The `mhcflurry-predict` command generates predictions from the command-line.

``` sourceCode
$ mhcflurry-predict --alleles HLA-A0201 HLA-A0301 --peptides SIINFEKL SIINFEKD SIINFEKQ
allele,peptide,mhcflurry_prediction,mhcflurry_prediction_low,mhcflurry_prediction_high
HLA-A0201,SIINFEKL,5326.541919062165,3757.86675352994,7461.37693353508
HLA-A0201,SIINFEKD,18763.70298522213,13140.82000240037,23269.82139560844
HLA-A0201,SIINFEKQ,18620.10057358322,13096.425874678192,23223.148184869413
HLA-A0301,SIINFEKL,24481.726678691946,21035.52779725433,27245.371837497867
HLA-A0301,SIINFEKD,24687.529360239587,21582.590014592537,27749.39869616437
HLA-A0301,SIINFEKQ,25923.062203902562,23522.5793450799,28079.456657427705
```

The predictions returned are affinities (KD) in nM. The `prediction_low` and `prediction_high` fields give the 5-95 percentile predictions across the models in the ensemble. The predictions above were generated with MHCflurry 0.9.2.

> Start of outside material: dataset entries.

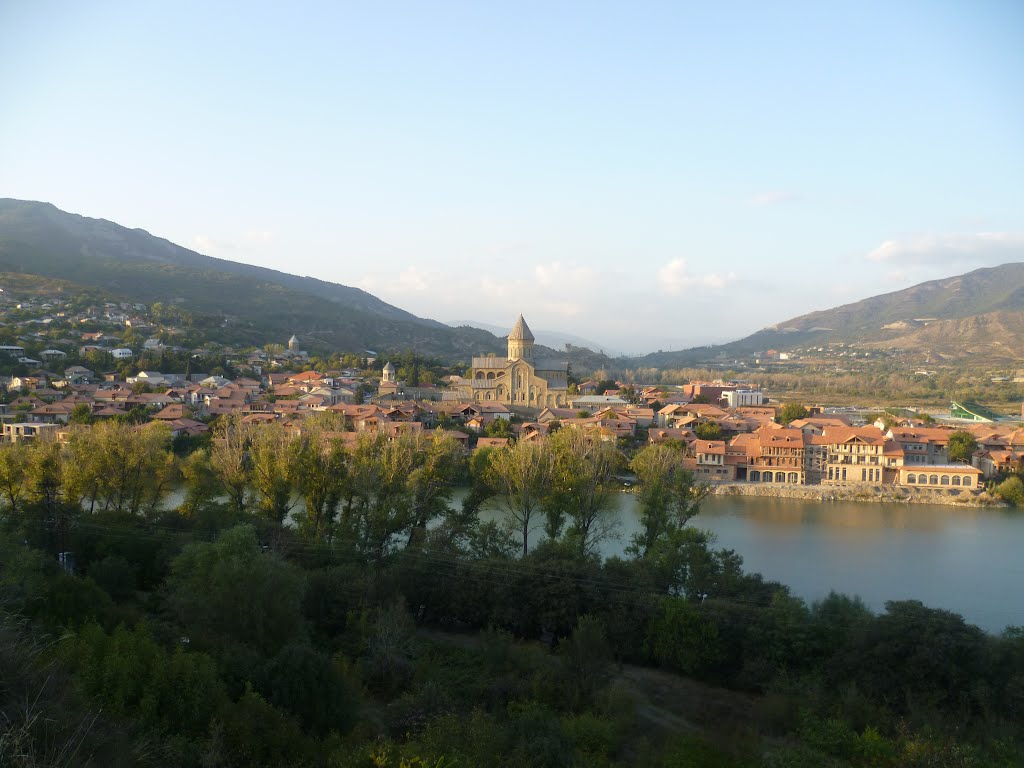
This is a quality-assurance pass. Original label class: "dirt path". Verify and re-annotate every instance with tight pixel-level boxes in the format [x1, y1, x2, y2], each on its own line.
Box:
[420, 628, 757, 736]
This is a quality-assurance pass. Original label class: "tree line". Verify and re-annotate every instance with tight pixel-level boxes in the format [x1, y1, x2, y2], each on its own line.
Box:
[0, 418, 1024, 768]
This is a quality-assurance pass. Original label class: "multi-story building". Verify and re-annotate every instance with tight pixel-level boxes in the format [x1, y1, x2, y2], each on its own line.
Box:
[821, 427, 886, 483]
[746, 427, 807, 485]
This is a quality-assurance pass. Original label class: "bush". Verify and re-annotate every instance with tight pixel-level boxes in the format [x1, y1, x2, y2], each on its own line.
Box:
[993, 475, 1024, 508]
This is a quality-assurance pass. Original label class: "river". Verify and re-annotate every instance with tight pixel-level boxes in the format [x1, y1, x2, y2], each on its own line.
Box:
[484, 494, 1024, 633]
[164, 488, 1024, 633]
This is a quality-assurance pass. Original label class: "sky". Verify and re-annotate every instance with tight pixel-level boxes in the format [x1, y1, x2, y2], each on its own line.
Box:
[0, 0, 1024, 352]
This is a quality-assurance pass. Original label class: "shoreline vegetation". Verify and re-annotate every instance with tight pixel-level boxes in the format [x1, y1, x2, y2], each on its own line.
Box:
[0, 419, 1024, 768]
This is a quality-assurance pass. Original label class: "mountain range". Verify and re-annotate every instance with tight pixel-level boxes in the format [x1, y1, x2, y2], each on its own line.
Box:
[639, 262, 1024, 367]
[0, 199, 1024, 371]
[0, 199, 505, 359]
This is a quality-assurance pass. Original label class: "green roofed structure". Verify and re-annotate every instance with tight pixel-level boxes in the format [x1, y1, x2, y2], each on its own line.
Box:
[949, 400, 1004, 422]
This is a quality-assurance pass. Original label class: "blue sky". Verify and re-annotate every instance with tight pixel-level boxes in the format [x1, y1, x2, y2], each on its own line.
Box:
[0, 0, 1024, 351]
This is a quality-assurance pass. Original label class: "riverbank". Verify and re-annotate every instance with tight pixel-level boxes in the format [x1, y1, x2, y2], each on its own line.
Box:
[714, 482, 1007, 507]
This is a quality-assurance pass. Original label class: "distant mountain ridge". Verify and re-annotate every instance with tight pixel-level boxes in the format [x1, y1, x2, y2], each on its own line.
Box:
[640, 262, 1024, 367]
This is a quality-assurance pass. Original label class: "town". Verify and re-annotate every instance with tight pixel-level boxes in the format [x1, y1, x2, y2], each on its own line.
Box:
[0, 295, 1024, 497]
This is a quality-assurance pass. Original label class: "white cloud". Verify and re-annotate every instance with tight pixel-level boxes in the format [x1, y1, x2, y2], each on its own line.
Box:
[534, 261, 594, 288]
[657, 259, 736, 296]
[867, 232, 1024, 264]
[751, 189, 800, 206]
[245, 229, 273, 245]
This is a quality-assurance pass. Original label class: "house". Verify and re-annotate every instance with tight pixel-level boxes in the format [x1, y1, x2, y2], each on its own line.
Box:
[683, 439, 736, 482]
[746, 427, 806, 485]
[886, 427, 953, 466]
[821, 427, 886, 483]
[476, 437, 511, 449]
[3, 422, 60, 442]
[897, 464, 982, 489]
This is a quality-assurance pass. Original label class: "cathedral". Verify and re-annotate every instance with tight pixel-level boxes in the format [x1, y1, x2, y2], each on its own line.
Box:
[459, 314, 568, 409]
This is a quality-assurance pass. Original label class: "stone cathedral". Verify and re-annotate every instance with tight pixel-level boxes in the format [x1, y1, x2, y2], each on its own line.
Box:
[459, 314, 568, 409]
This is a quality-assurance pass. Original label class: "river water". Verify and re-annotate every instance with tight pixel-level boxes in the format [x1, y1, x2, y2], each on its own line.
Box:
[164, 488, 1024, 633]
[483, 494, 1024, 633]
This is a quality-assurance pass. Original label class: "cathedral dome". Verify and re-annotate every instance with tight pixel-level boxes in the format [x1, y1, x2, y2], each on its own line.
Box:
[508, 314, 535, 341]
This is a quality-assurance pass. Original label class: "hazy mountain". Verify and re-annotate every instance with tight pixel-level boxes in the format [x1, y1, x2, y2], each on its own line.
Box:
[641, 262, 1024, 366]
[446, 319, 621, 355]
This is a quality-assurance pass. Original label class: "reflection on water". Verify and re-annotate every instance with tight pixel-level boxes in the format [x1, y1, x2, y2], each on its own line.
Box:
[483, 494, 1024, 632]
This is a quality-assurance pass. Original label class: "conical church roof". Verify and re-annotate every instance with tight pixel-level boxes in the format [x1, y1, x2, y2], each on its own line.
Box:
[509, 314, 535, 341]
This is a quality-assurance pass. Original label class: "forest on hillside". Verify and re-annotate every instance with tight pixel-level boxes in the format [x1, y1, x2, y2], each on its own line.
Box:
[0, 418, 1024, 768]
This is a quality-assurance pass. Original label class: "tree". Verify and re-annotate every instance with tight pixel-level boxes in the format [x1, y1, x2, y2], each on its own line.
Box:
[167, 525, 304, 654]
[60, 421, 174, 515]
[630, 443, 711, 558]
[483, 419, 512, 437]
[947, 430, 978, 464]
[0, 442, 30, 515]
[778, 402, 809, 425]
[342, 432, 417, 562]
[545, 429, 623, 554]
[292, 419, 348, 540]
[409, 434, 464, 544]
[210, 414, 252, 515]
[249, 422, 295, 527]
[487, 440, 552, 555]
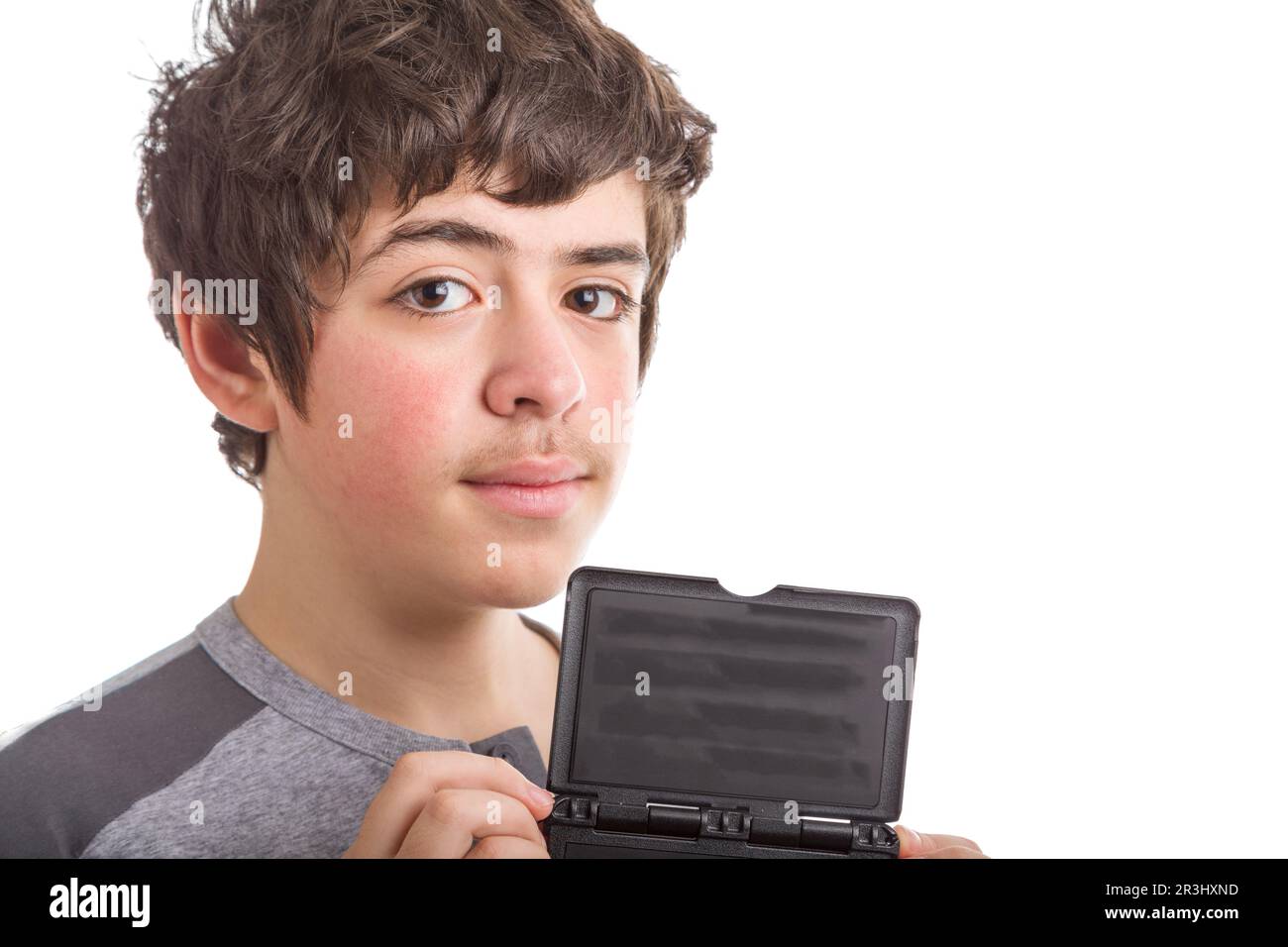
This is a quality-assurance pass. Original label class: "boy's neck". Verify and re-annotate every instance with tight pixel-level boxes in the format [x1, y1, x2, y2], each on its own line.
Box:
[233, 481, 559, 759]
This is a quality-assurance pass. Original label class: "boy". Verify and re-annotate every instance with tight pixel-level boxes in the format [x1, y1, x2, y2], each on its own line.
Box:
[0, 0, 984, 857]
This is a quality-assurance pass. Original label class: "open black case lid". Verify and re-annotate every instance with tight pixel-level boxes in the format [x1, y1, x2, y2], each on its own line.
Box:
[548, 567, 919, 822]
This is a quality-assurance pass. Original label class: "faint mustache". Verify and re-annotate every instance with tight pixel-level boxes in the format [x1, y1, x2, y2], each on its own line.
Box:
[463, 430, 612, 476]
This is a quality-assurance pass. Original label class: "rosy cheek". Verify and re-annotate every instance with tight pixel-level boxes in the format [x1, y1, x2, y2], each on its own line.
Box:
[298, 326, 464, 522]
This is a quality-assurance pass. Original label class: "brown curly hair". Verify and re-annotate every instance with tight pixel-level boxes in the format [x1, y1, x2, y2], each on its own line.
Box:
[137, 0, 716, 487]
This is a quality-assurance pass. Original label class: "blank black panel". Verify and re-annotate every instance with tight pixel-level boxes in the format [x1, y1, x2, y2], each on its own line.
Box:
[572, 588, 896, 806]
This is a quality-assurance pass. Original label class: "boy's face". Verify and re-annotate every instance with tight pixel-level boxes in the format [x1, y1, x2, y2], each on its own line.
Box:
[265, 171, 647, 608]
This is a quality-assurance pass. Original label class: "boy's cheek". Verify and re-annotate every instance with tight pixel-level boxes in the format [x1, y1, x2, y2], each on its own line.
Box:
[289, 344, 468, 517]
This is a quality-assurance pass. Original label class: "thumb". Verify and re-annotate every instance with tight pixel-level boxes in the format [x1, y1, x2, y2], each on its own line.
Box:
[894, 826, 983, 858]
[894, 826, 934, 858]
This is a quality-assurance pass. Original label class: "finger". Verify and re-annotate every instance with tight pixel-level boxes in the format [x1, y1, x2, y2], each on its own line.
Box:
[395, 789, 544, 858]
[465, 835, 550, 858]
[344, 750, 554, 858]
[894, 826, 983, 858]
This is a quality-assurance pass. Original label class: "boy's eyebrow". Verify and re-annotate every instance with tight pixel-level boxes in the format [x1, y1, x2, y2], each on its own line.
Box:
[353, 218, 651, 279]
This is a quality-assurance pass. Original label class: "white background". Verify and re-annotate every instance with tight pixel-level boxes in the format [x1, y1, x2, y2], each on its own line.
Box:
[0, 0, 1288, 857]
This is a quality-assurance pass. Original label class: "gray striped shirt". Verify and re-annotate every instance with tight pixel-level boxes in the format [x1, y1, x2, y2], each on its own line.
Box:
[0, 598, 559, 858]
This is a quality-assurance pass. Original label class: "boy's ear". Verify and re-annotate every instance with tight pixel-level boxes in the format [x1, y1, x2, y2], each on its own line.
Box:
[171, 284, 277, 432]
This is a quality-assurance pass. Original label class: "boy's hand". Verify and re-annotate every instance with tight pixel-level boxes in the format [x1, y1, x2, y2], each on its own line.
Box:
[894, 826, 988, 858]
[342, 750, 553, 858]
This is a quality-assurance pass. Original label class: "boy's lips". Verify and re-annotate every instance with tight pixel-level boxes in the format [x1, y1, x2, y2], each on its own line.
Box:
[461, 458, 589, 519]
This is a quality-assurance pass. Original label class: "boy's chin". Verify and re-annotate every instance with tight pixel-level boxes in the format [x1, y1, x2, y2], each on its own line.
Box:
[458, 554, 576, 608]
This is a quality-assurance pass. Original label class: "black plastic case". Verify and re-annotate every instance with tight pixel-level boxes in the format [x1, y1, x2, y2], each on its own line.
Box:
[541, 566, 921, 858]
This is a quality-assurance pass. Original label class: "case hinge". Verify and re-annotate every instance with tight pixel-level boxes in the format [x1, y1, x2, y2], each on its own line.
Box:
[551, 796, 898, 852]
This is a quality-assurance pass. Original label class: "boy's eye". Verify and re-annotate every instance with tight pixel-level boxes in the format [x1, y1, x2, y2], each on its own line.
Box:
[566, 286, 619, 318]
[402, 279, 472, 316]
[394, 277, 638, 321]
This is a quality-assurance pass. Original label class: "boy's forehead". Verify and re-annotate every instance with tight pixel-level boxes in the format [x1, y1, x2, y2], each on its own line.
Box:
[355, 168, 645, 261]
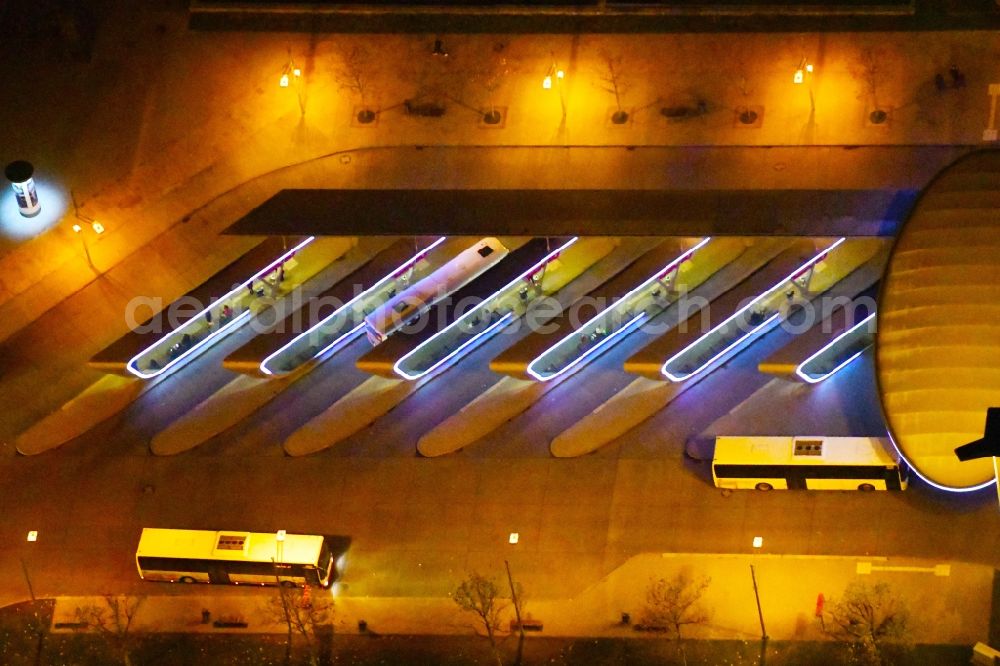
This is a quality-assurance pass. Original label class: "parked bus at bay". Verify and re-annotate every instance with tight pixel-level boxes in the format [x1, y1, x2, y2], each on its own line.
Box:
[712, 437, 907, 491]
[135, 527, 339, 587]
[365, 238, 509, 345]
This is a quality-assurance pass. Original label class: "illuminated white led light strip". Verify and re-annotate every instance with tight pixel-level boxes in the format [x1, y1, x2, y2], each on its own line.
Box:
[125, 236, 316, 379]
[795, 312, 875, 384]
[260, 236, 446, 375]
[528, 312, 647, 382]
[392, 236, 579, 381]
[660, 238, 847, 382]
[528, 237, 712, 382]
[889, 432, 997, 493]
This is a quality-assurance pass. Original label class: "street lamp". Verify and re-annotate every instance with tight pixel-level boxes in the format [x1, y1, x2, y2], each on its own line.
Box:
[274, 530, 285, 562]
[792, 56, 813, 84]
[542, 60, 566, 90]
[20, 530, 38, 601]
[4, 160, 42, 217]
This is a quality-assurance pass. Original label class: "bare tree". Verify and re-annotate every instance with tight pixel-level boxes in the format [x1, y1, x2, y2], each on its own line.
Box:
[851, 47, 888, 124]
[642, 572, 712, 664]
[333, 44, 375, 123]
[264, 585, 334, 666]
[76, 594, 145, 666]
[828, 581, 911, 666]
[469, 42, 514, 124]
[599, 52, 629, 125]
[452, 572, 520, 666]
[735, 70, 757, 125]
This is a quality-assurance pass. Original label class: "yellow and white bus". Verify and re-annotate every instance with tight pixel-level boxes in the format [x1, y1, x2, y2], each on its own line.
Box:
[135, 527, 336, 587]
[712, 437, 907, 490]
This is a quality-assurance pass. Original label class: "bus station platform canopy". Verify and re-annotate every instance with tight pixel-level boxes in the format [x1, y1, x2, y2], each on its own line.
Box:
[876, 150, 1000, 490]
[226, 188, 915, 236]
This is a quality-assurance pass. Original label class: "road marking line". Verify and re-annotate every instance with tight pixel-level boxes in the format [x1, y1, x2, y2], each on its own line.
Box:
[857, 562, 951, 576]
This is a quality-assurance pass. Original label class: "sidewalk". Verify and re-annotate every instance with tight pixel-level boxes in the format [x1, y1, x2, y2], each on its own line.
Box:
[45, 554, 993, 645]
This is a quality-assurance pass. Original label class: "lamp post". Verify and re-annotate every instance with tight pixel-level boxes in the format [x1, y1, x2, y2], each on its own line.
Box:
[278, 47, 306, 115]
[4, 160, 42, 217]
[792, 56, 816, 113]
[542, 54, 566, 122]
[20, 530, 38, 601]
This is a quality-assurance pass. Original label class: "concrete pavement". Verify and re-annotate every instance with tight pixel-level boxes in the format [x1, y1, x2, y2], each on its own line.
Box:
[41, 544, 994, 645]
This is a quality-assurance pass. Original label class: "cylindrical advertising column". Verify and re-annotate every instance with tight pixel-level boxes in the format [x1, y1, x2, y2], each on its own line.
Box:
[4, 160, 42, 217]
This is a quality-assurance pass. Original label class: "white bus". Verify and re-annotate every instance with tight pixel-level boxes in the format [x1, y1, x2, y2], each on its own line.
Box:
[365, 238, 508, 345]
[135, 527, 335, 587]
[712, 437, 907, 490]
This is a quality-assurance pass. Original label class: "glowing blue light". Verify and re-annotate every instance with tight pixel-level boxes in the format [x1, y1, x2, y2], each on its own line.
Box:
[392, 236, 579, 381]
[660, 238, 847, 382]
[795, 312, 875, 384]
[126, 236, 316, 379]
[0, 175, 69, 240]
[889, 432, 997, 493]
[528, 314, 647, 382]
[260, 236, 446, 375]
[392, 312, 514, 381]
[528, 237, 712, 382]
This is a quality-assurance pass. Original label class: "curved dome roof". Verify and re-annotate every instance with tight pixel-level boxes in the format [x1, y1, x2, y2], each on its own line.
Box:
[876, 150, 1000, 490]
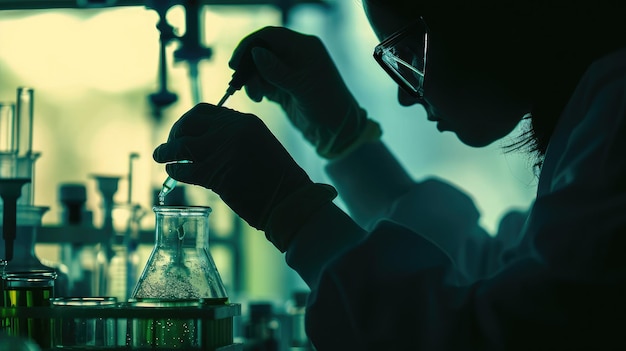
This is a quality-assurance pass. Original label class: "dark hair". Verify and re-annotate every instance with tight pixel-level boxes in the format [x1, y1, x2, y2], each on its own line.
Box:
[363, 0, 626, 167]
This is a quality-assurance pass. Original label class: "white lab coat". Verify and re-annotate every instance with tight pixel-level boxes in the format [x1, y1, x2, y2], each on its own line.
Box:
[286, 50, 626, 351]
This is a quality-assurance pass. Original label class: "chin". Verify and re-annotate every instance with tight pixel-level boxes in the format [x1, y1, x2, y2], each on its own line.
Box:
[456, 133, 498, 148]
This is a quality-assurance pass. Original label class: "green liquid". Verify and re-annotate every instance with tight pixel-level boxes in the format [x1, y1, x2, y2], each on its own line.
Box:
[128, 298, 233, 351]
[4, 287, 53, 348]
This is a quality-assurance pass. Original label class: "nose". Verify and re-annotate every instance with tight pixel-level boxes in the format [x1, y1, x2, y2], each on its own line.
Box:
[398, 87, 423, 106]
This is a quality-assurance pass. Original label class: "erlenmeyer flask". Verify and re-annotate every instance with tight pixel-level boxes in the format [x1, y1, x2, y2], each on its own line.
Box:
[132, 206, 228, 303]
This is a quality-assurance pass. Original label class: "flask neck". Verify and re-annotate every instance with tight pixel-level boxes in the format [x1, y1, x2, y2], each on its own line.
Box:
[155, 212, 209, 249]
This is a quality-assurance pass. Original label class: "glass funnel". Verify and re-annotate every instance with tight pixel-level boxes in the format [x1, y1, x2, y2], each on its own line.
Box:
[132, 206, 228, 303]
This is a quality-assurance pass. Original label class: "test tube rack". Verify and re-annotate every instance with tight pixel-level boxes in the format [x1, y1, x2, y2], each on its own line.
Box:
[0, 302, 243, 351]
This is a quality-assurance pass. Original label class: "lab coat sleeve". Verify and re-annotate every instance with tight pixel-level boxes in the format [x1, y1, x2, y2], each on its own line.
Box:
[292, 188, 626, 351]
[326, 141, 521, 279]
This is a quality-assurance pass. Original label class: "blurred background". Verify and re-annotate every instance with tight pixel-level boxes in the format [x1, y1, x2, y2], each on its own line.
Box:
[0, 0, 536, 310]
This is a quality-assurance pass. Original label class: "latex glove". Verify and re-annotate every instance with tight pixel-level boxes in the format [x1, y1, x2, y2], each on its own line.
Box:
[153, 103, 337, 251]
[229, 27, 381, 158]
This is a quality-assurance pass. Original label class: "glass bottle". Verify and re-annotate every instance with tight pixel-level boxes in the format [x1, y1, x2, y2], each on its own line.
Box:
[132, 206, 228, 304]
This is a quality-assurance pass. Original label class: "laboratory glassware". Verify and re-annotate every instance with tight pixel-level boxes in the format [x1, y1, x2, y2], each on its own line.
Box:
[93, 175, 120, 296]
[2, 271, 57, 349]
[374, 17, 429, 99]
[15, 87, 35, 156]
[0, 206, 55, 272]
[127, 299, 203, 349]
[0, 102, 16, 154]
[132, 206, 228, 304]
[50, 296, 118, 350]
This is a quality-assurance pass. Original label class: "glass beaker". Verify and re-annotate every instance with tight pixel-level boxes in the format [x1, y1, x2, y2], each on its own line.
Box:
[132, 206, 228, 304]
[50, 296, 118, 350]
[2, 271, 57, 349]
[0, 206, 55, 272]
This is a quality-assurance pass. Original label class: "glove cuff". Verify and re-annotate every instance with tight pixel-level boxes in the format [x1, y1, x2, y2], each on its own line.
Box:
[265, 183, 337, 252]
[321, 119, 383, 160]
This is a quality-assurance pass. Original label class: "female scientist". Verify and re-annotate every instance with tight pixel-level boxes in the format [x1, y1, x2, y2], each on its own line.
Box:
[154, 0, 626, 351]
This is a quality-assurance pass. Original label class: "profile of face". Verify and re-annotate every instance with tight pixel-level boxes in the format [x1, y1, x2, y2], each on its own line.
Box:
[363, 0, 530, 147]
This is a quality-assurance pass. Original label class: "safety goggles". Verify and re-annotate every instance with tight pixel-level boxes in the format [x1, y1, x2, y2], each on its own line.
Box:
[374, 17, 428, 99]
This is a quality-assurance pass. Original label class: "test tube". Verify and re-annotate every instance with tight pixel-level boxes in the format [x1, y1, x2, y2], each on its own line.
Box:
[0, 102, 15, 154]
[15, 87, 35, 156]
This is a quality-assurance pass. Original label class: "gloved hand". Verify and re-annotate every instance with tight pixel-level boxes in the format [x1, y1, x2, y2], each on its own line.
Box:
[153, 103, 337, 251]
[229, 27, 381, 158]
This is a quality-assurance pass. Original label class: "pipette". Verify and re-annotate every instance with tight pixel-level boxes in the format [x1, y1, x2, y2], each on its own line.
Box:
[159, 40, 267, 206]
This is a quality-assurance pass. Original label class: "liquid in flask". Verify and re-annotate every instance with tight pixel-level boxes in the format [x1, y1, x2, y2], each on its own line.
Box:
[132, 206, 228, 304]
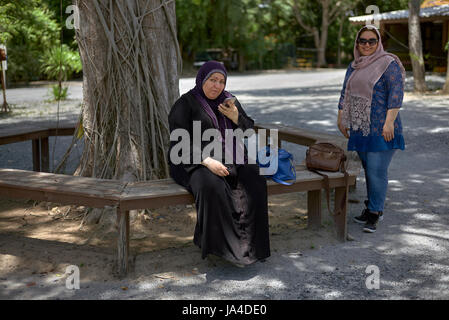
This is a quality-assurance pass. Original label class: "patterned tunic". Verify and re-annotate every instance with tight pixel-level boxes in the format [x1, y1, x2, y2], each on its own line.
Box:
[338, 61, 405, 152]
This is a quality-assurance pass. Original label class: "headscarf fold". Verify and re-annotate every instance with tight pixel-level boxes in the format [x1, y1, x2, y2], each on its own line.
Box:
[191, 61, 248, 164]
[342, 26, 405, 136]
[191, 61, 232, 138]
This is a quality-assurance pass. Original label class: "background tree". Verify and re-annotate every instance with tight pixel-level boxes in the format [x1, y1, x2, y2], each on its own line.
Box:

Your exact predictions may vary slightly from these (up to about 1 nM) depending on the Keras backend in use and other numerical details. Different versions of MHCflurry can of course give results considerably different from these.

You can also specify the input and output as CSV files. Run `mhcflurry-predict -h` for details.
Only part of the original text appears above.